In 2015, Downtown LA became home to contemporary art museum The Broad. Designed by famed architects Diller Scofidio + Renfro in collaboration with Gensler, the 120,000 square foot museum showcases the impressive collection of philanthropists Eli and Edythe Broad. Sitting across from Frank Gehry’s iconic Walt Disney Concert Hall, the $140 million building is impossible to miss and its whimsical, modern exterior gives a clue to the type of art shown within. Admission to The Broad is also free but reservations are suggested for guaranteed entry.
New Age of Public Art
New technologies are creating new opportunities for public art, and DTLA is in the forefront of that movement, with exhibitions ranging from augmented reality to projection mapping that add new dimensions to your experience of the city.
Grand Ave Augmented is an interactive augmented reality art experience that was created to showcase the major cultural institutions and public spaces of Grand Avenue by featuring 40+ activations including original art works by over two dozen local artists. The experience can be enjoyed at any time by anyone with a smart phone for free. Watch a futuristic 3D Fashion Show from artist AK Liesenfeld on the plaza behind MOCA as she explores elements of the impossible in how the fabrics are made and move. Marvel as angels float over Angels Landing by Daniel and Anna Leighton or let Leah Smithson mesmerize with her piece, Feels Like Water behind the Walt Disney Concert Hall. With so many different pieces to experience, it’s easy to turn an exploration into a day.

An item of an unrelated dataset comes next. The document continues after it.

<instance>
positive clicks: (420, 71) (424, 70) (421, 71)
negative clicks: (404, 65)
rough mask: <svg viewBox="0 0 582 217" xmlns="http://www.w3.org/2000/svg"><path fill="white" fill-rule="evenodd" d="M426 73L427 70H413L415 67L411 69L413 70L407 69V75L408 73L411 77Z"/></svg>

LUMINEX, originally launched in 2020 by NOW Art’s founder & chief curator Carmen Zella, wowed attendees with jaw-dropping art projections on various buildings throughout the neighborhood. In September 2022, LUMINEX 2.0: Projected Realities stunned thousands of attendees again with more thought-provoking digital artwork that illuminated the stark contrast between ‘Projections’ and ‘Realities.’ Projecting against architectural facades in a 5-block walkable radius of DTLA, 12 internationally acclaimed and local artists transformed buildings with monumental works of art. Be sure to keep an eye out for future iterations of this amazing initiative.
There are dozens of art galleries in Downtown LA so it’s always good to do some research if you’re looking to buy that next piece for your home or you just want to do some gallery hopping, but here are just a few we love.
The Hive Gallery on Spring Street was founded in 2005 and it is a truly unique and vibrant gallery/studio experience. The Hive is buzzing with five featured artists a month, two full galleries, 25 working artists, and an artist-made item store.
Originally opened in 1970, Cirrus Gallery moved to Downtown LA in 1979. Proudly known as one of the first major galleries to open in DTLA, Cirrus helped shape the burgeoning identity of the LA Arts District as a center for artistic practice and public display.
Switzerland-based gallery Hauser & Wirth opened in DTLA to much excitement in 2016 and remains a central figure in the LA creative scene. Occupying a former flour mill, the gallery presents art exhibitions, events, and other community-based programming as well as offering an art book store and serving as the home to the foodie-favorited restaurant, Manuela.